Dickinson's tenure also saw the popular "Fun Ships" advertising blitz that featured the "Ain't We Got Fun" television campaign, which showed cruise vacationers dancing and gambling and put the focus on the ship rather than the port of call.
"To me, the big leap of faith was to ask people to take a chance on what was going to happen on the big white box before they got to the ... St. Thomases of the world," Dickinson said.
In 1993, he was promoted to Carnival Cruise Lines president, and he took the title of chief executive in 2005.
During his career, he worked to convince travel agents that it would be more lucrative for them to sell cruise vacations than airline tickets, which changed the way agents did business, said Brad Anderson, co-president of America's Vacation Center/American Express.
"The folks at Carnival under Bob's leadership were always early adopters," Anderson said. "Not everything they adopted grew up to what they thought it was going to be, but they were always willing to adopt new things."
Dickinson said he will remain on Carnival Corp.'s board of directors as he pursues charitable causes, such as working to ease Miami's homelessness problem as chairman of Camillus House, Dickinson said.

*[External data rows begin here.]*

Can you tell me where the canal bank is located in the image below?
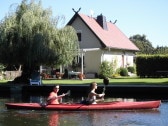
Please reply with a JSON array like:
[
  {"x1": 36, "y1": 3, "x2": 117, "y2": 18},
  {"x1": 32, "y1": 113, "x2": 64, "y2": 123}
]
[{"x1": 1, "y1": 84, "x2": 168, "y2": 99}]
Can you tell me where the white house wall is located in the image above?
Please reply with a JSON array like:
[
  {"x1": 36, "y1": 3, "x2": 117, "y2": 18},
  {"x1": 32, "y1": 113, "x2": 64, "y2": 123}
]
[
  {"x1": 70, "y1": 17, "x2": 102, "y2": 49},
  {"x1": 102, "y1": 50, "x2": 135, "y2": 69},
  {"x1": 84, "y1": 49, "x2": 135, "y2": 74},
  {"x1": 84, "y1": 50, "x2": 102, "y2": 74},
  {"x1": 102, "y1": 53, "x2": 122, "y2": 68},
  {"x1": 123, "y1": 51, "x2": 135, "y2": 67}
]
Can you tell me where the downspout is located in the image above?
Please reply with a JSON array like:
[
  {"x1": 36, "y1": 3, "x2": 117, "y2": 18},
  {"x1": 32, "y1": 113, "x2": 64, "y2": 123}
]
[{"x1": 81, "y1": 49, "x2": 84, "y2": 80}]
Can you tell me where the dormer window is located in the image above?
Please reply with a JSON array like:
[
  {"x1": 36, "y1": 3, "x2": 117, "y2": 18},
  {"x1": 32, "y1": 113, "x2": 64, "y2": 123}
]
[{"x1": 77, "y1": 30, "x2": 82, "y2": 42}]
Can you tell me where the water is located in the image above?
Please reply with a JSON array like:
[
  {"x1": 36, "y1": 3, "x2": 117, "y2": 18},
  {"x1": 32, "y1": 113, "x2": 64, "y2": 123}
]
[{"x1": 0, "y1": 95, "x2": 168, "y2": 126}]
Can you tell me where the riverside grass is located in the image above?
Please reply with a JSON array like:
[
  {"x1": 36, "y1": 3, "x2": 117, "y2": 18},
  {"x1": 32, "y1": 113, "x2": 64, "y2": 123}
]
[
  {"x1": 42, "y1": 77, "x2": 168, "y2": 85},
  {"x1": 0, "y1": 77, "x2": 168, "y2": 85}
]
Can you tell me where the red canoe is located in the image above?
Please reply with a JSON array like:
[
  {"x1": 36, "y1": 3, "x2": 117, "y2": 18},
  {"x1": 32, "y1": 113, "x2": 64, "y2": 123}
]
[{"x1": 5, "y1": 100, "x2": 161, "y2": 111}]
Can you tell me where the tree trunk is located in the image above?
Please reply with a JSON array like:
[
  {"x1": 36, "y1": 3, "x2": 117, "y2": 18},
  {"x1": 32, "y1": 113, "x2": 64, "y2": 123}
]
[{"x1": 12, "y1": 65, "x2": 38, "y2": 84}]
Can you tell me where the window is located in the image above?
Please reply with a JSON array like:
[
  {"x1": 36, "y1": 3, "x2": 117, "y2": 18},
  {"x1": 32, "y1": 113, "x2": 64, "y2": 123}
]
[{"x1": 77, "y1": 30, "x2": 82, "y2": 42}]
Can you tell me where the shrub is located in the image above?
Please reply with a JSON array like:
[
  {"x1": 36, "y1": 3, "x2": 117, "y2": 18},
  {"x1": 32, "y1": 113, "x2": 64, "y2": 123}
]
[
  {"x1": 127, "y1": 66, "x2": 135, "y2": 73},
  {"x1": 119, "y1": 67, "x2": 128, "y2": 76},
  {"x1": 99, "y1": 61, "x2": 113, "y2": 78}
]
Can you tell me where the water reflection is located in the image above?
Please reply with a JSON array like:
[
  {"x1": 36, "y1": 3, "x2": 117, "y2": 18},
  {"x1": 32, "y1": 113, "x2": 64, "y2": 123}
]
[
  {"x1": 48, "y1": 112, "x2": 59, "y2": 126},
  {"x1": 46, "y1": 109, "x2": 160, "y2": 126}
]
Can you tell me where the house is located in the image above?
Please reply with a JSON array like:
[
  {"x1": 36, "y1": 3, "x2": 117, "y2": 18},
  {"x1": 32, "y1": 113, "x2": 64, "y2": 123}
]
[
  {"x1": 67, "y1": 12, "x2": 139, "y2": 78},
  {"x1": 67, "y1": 11, "x2": 139, "y2": 78}
]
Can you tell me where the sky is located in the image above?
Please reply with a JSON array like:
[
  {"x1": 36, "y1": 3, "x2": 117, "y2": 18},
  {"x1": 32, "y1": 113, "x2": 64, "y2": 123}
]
[{"x1": 1, "y1": 0, "x2": 168, "y2": 47}]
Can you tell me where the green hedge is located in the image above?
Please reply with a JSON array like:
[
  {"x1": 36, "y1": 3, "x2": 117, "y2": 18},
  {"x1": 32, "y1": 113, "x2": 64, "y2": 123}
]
[{"x1": 136, "y1": 55, "x2": 168, "y2": 77}]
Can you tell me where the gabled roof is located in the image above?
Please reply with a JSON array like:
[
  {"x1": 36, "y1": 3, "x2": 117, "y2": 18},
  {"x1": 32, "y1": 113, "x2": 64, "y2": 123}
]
[{"x1": 67, "y1": 13, "x2": 139, "y2": 51}]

"I'm at the point in my life where I can contribute to the community," Dickinson said. "It's a way to get to be significant rather than just successful. I've never seen a Brinks truck at a funeral."
Carnival Corp.'s portfolio consists of 10 brands and 82 ships. Carnival Cruise Lines, which sails mostly in the Caribbean, operates 22 ships, the company's Web site said.
The company said Gerry Cahill, chief financial officer of Carnival Corp., will immediately assume Dickinson's responsibilities as president and chief executive of Carnival Cruise Lines.
David Bernstein, Carnival Corp.'s vice president and treasurer, will become the company's chief financial officer in Cahill's place.